We create God and gods because that is the most natural thing for the human mind to do. Archetypes are mental attractors or reccurent patterns that inevitably form when human minds are allowed to self-express. All works of art are abstract representations, glimpses of this unconscious wellspring of wisdom.

The more we dwell upon the nature of things, the more we realise that the reality that we see around is quite 'unreal'. Unreal in a sense that we can never know what's out there, because what we experience is only a small slice of it, interpreted through our senses. And there is really no Self inside that looks at the Cartesian theatre screen, deciding whether to switch channels. There's only the experiencing and no experiencer. The enduring soul or spirit that you feel animating your body, heart and mind is nothing but an emergent pattern, which persists momentarily.
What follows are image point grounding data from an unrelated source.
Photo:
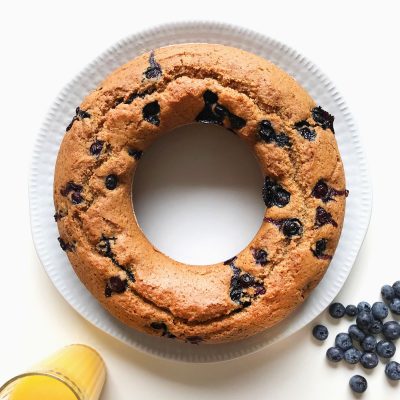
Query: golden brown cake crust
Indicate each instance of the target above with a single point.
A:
(303, 192)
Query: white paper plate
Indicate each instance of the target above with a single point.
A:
(44, 229)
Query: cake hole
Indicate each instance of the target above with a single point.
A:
(197, 194)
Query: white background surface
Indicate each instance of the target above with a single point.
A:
(44, 45)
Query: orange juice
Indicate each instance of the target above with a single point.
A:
(41, 387)
(76, 372)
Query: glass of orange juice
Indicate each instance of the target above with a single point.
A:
(76, 372)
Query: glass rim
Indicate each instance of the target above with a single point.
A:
(48, 374)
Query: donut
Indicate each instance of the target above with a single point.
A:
(304, 193)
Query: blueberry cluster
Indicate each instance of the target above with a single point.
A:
(369, 338)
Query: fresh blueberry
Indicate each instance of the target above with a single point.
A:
(369, 343)
(385, 349)
(151, 113)
(274, 194)
(351, 310)
(323, 118)
(364, 320)
(96, 147)
(352, 355)
(379, 310)
(292, 227)
(260, 256)
(334, 354)
(363, 306)
(111, 181)
(396, 288)
(376, 326)
(358, 384)
(343, 341)
(392, 370)
(369, 360)
(394, 306)
(387, 292)
(391, 330)
(320, 332)
(246, 280)
(336, 310)
(356, 333)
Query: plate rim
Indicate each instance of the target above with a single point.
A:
(218, 27)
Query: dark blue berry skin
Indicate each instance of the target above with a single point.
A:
(343, 341)
(376, 326)
(356, 333)
(391, 330)
(364, 320)
(352, 355)
(320, 332)
(334, 354)
(111, 181)
(394, 306)
(379, 310)
(369, 360)
(358, 384)
(336, 310)
(396, 288)
(387, 292)
(351, 310)
(386, 349)
(369, 343)
(392, 370)
(363, 306)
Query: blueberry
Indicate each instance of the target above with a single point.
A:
(396, 288)
(321, 190)
(96, 147)
(336, 310)
(394, 306)
(369, 360)
(260, 256)
(376, 326)
(352, 355)
(391, 330)
(351, 310)
(111, 181)
(319, 251)
(356, 333)
(379, 310)
(385, 348)
(323, 118)
(369, 343)
(387, 292)
(76, 198)
(358, 384)
(292, 227)
(334, 354)
(246, 280)
(303, 127)
(266, 131)
(364, 320)
(320, 332)
(154, 70)
(363, 306)
(151, 113)
(274, 194)
(343, 341)
(392, 370)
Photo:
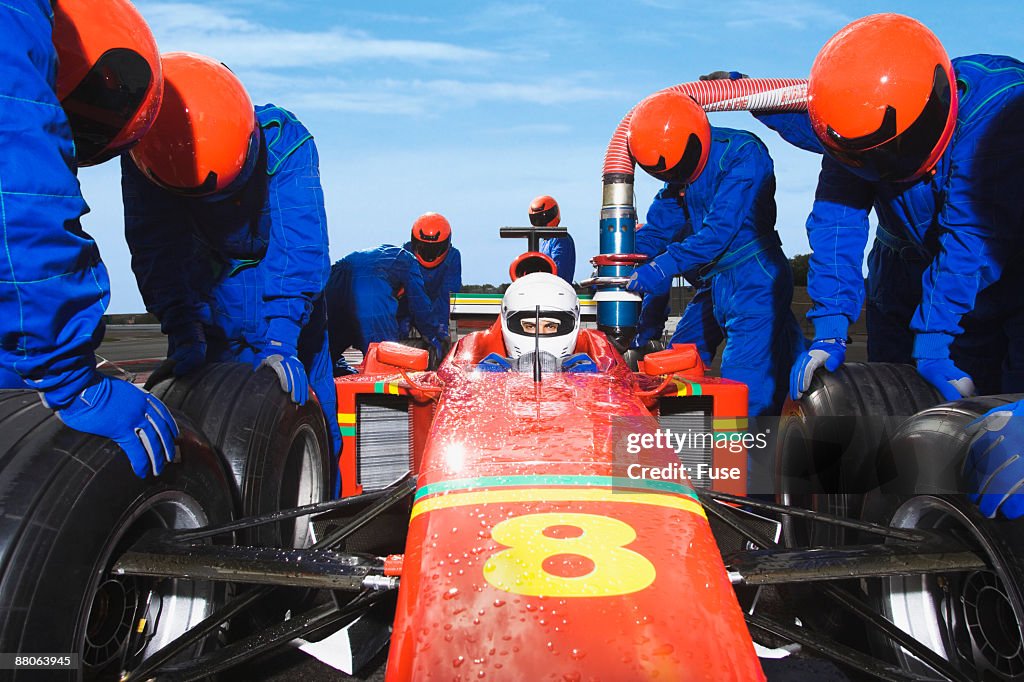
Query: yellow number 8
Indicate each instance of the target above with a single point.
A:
(567, 555)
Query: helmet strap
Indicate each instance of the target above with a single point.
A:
(537, 345)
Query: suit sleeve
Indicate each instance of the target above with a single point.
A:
(420, 308)
(979, 225)
(749, 171)
(666, 221)
(296, 262)
(453, 285)
(837, 230)
(53, 287)
(158, 229)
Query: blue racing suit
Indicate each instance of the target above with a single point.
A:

If we use the language of Advaita Vedanta, we can say that ultimate reality is Brahman and the mind and the world are but manifestations of it. When the ocean is perturbed, waves result and each wave-mind thinks of itself as a permanent existence, propagating across space, swelling on occasion into tsunamis,  as mortal souls like us do across time, aspiring to grandiose dreams. 

Waves go about with their petty concerns oblivious of the ocean of which they are a part of. Each wave thinks that it is unique and worth preserving. And when they do subside, they imagine themselves resurfacing elsewhere in some wave heaven, in full glory, retaining the perfection of their remembered forms.